Well, Gardner had run his own version of the Prisoner's Dilemma game in the previous two issues, and had introduced his idea of 'superrationality'. That is, you assume that everyone else is thinking the way you are, and make your decision on that basis. For the prisoner's dilemma, it inevitably leads to cooperation. For the Luring Lottery, Gardner calculates that the optimal course of action on this basis is to roll a 6667 sided die (on the assumption of about 10 000 entries) and send in a single entry if your number comes up. You don't have a huge chance of winning, but if you do win you can expect to make about $520 000, which is enough to satisy the espresso needs of even the most extravagant Scientific American reader for some time.
With a smaller die you get more chance of getting something, but you win less; with a larger die the pot gets bigger but you stand less chance of getting anything. 6667 sides is the best.
Is this what everyone did? Is this what anyone did? I'm sure you can guess. The results were published in the September 1983 edition, and contained a table with part of the results of people sending in various numbers of entries:
1: 1133
2: 31
3: 16
4: 8
5: 10
6: 0
7: 9
8: 1
9: 1
10: 49
100: 61
1000: 46
1 000 000: 33
602 300 000 000 000 000 000 000 (Avogadro's number): 1
Googol (10100): 9
Googolplex (10googol): 14
The sad thing is that it's not really surprising. No doubt the 14 people who sent in a googolplex entries thought they were guaranteed the win (of, by this point, $0), and no doubt the people who sent in a single entry thought they were being perfectly fair (although as I mentioned above this is far from the case). It's possible some people did base their entry on a truly rational decision, and possible someone even scored their number on the 6667 sided die and sent in their entry, but we shall never know.
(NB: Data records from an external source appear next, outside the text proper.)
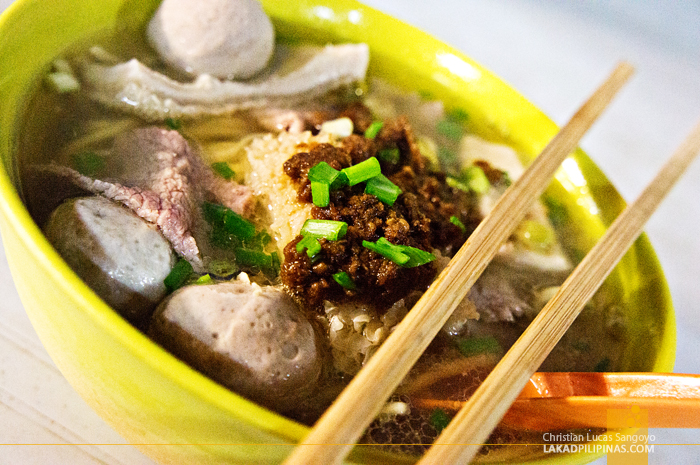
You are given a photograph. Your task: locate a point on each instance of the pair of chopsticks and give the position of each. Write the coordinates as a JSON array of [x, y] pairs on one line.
[[343, 423], [565, 401]]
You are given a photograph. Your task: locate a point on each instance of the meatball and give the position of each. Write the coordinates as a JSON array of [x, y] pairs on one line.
[[252, 339], [229, 39], [119, 255]]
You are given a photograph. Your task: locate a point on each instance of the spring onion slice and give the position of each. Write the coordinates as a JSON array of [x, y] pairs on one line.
[[403, 255], [476, 179], [478, 345], [392, 155], [373, 129], [222, 169], [233, 223], [320, 194], [450, 129], [328, 229], [362, 171], [344, 280], [178, 276], [311, 244], [387, 250], [385, 190], [417, 257]]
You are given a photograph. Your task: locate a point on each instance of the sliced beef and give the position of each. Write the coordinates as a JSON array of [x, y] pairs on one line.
[[155, 173]]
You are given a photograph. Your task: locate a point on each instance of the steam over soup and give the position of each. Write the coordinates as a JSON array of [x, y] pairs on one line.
[[271, 231]]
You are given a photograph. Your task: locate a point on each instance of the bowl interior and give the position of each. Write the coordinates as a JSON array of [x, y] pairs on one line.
[[162, 405]]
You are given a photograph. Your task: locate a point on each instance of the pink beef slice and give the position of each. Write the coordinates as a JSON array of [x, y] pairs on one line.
[[155, 173]]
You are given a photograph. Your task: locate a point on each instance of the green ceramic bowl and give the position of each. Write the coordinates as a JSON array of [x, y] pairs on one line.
[[168, 410]]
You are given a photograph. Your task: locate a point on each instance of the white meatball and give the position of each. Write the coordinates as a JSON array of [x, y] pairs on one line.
[[254, 340], [119, 255], [229, 39]]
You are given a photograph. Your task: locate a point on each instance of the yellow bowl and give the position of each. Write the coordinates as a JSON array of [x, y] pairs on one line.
[[168, 410]]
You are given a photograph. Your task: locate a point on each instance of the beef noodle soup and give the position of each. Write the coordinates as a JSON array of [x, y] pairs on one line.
[[269, 223]]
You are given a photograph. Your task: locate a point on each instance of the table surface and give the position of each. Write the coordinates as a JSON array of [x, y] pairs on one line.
[[555, 53]]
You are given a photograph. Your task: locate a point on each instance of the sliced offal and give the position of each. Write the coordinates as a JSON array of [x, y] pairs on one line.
[[297, 74]]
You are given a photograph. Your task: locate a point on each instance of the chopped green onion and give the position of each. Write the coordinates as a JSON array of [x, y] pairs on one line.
[[329, 229], [311, 244], [457, 222], [223, 268], [439, 419], [231, 222], [383, 189], [476, 179], [344, 280], [478, 345], [373, 129], [259, 241], [387, 250], [173, 123], [403, 255], [451, 129], [362, 171], [392, 155], [178, 276], [222, 169], [320, 194], [88, 163], [253, 258], [416, 257]]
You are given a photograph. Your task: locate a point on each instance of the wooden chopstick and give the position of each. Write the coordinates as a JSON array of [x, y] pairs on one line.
[[462, 438], [335, 433], [565, 401]]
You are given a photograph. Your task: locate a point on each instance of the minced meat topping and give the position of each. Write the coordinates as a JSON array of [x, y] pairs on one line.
[[420, 218]]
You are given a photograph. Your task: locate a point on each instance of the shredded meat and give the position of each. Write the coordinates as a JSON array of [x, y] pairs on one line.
[[419, 218]]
But there's more; the score chart is far from complete. Some people really, really wanted to win. There were postcards covered from top to bottom in tiny 9's, or exclamation marks signifying factorials, resulting in huge numbers, and the most extreme "exploited such powerful concepts of mathematical logic and set theory that to evaluate which one was the largest became a serious problem," and which the editors of Scientific American, mindful of their own sanity, didn't even attempt to decipher.
Needless to say, the very first of the huge entries (including the googols and googolplexes) reduced the value of the winnings to 0. And, since there was no reasonable way to evaluate the hugest numbers, there was no winner.
Is there a lesson to be learnt from all this? Probably; but not, I think, something we didn't already know.